Giant ogoh ogohs were carried down the streets on bamboo platforms, by as many as 30 men.
What a sight and what skill is required to work in unison, manipulating these enormous monsters into position, dipping under and around obstacles and sliding through a field muddy from afternoon showers.
Last month I ventured into banjars to observe the initial construction: a single bamboo anchor topped by a chicken-wire frame then, usually, styrofoam sculpted into exquisite forms that seem to take on a life of their own. Finally, many layers of paper mâché are applied and finished to a realistic smooth texture, then painted. Note the extensive bamboo scaffolding. I asked myself repeatedly, “Who in this small village has the imagination, foresight and engineering know-how to envision and create this piece of art?” After the primary finishing comes the fun and artful part…the glittering trim, bright paint, false hair, jumping flames, interior lights and, finally, the frightening, powerful head and face.
This one was unusual as it was JUST the head!
The feet fascinated me. This one is almost TWO FEET high.
Sumantra took me out on his motorbike to photograph the near-complete ogoh ogohs the afternoon before the great event. Last-minute touches were completed by large groups of men while women provided refreshments. Children nearby create their own ogoh ogohs, starting at age two.
They’re quite impressive and I could see how this tradition is encouraged and supported throughout a lifetime. They also carry their ogoh ogohs on bamboo frames on the parade route with a minimum of adult supervision.

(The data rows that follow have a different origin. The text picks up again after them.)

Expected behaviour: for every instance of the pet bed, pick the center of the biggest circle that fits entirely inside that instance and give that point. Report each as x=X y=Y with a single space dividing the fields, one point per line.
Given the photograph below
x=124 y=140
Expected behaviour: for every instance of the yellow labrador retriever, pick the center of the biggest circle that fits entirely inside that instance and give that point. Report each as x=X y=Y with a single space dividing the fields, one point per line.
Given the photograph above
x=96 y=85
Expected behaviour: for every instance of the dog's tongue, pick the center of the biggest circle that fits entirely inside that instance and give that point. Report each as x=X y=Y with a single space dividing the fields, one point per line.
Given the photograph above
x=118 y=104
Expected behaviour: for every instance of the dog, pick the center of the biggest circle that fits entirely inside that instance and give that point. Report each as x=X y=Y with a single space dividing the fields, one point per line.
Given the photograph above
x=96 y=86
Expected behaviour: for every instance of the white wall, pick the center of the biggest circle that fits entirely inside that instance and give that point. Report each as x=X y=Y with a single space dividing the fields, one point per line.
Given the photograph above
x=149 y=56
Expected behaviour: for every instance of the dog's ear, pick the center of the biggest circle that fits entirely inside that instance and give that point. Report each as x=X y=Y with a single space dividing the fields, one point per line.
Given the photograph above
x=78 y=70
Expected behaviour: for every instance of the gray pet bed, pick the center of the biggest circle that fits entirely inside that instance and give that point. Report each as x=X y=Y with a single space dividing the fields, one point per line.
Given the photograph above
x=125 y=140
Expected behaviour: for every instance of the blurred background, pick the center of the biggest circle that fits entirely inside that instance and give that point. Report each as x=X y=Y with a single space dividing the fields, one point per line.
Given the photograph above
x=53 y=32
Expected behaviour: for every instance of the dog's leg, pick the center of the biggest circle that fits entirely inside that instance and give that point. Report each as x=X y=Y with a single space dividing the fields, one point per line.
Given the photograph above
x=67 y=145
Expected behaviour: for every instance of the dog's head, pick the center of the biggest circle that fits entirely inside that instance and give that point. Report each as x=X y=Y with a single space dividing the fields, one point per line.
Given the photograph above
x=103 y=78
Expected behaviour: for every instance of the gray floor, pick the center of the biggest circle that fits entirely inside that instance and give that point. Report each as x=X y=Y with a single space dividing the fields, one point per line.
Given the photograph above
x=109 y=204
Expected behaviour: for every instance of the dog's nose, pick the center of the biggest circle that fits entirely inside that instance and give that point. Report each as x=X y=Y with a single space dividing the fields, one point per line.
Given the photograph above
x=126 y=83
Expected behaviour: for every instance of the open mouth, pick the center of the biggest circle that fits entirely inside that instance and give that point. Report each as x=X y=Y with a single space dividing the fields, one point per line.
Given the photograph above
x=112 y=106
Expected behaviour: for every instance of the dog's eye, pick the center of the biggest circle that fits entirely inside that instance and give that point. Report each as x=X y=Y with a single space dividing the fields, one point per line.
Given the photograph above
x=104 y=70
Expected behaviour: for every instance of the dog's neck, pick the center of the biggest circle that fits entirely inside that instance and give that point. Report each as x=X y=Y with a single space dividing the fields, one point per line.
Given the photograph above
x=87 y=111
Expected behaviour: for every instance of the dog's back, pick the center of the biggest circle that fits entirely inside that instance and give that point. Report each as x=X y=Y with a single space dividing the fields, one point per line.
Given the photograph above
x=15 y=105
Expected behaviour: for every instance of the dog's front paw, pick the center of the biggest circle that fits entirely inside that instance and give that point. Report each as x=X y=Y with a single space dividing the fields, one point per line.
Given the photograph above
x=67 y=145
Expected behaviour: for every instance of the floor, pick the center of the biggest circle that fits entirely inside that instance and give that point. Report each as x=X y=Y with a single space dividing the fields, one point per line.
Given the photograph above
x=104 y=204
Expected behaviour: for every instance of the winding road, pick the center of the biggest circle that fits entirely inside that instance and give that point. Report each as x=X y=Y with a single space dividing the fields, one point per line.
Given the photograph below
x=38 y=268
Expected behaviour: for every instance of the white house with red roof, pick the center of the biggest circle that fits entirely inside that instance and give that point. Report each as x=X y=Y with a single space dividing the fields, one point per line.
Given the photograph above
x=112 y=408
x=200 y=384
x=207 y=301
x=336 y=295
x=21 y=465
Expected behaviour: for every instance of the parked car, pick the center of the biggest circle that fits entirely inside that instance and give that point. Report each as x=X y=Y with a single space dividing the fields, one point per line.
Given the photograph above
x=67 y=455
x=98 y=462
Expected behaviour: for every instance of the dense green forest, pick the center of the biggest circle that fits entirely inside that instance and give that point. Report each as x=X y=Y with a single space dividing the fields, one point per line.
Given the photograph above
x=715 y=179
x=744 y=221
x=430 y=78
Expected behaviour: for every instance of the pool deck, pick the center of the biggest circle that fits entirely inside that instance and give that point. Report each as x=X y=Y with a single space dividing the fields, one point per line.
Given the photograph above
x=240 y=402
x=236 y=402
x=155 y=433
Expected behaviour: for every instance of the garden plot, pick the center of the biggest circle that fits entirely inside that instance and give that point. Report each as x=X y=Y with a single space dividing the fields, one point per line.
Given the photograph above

Now comes the day the island has been waiting for … this year March 30, the eve before Neypi. At 6:00 the completed ogoh ogohs gather in the soccer field where excitement builds among the observers and cameras flash and jostle for best view. As dark approaches, they are paraded for hours through the village streets, gathering up all the dark spirits.
The parade culminates at the cemetery where the ogoh ogohs are cremated, carrying all evil spirits away into the night. The next Day of Silence fools the dark spirits into believing the island is uninhabited so they will not return
On my return home, the parade was approaching our front gate. I grabbed a flashlight and ran to join the family on the front steps in search of Sumantra among the gamelan performers. It was a loud, loose and enthusiastic crowd. I was especially intrigued with the men who stayed just ahead of the ogoh ogohs. They watched the height, did a quick mental calculation and, if they felt it wouldn’t fit beneath the electrical wires, they used bamboo rods to push the wires up sufficiently to pass beneath. Can you see this stateside? Needless to say, there was an hour where the power went out and we walked through the compound by candlelight. That’s another sweet memory.
My Day of Silence will be devoted to packing my belongings…..as well as all my experiences, thoughts and feelings, for my return home. I have indeed been blessed once again by Bali.
Postscript: it’s night and I just stepped out on my high balcony. There is darkness and silence as far as the eye can see. Even the roosters are silent. The constellations shine bright and different from home. Imagine an entire island in blackness. I hope I never forget.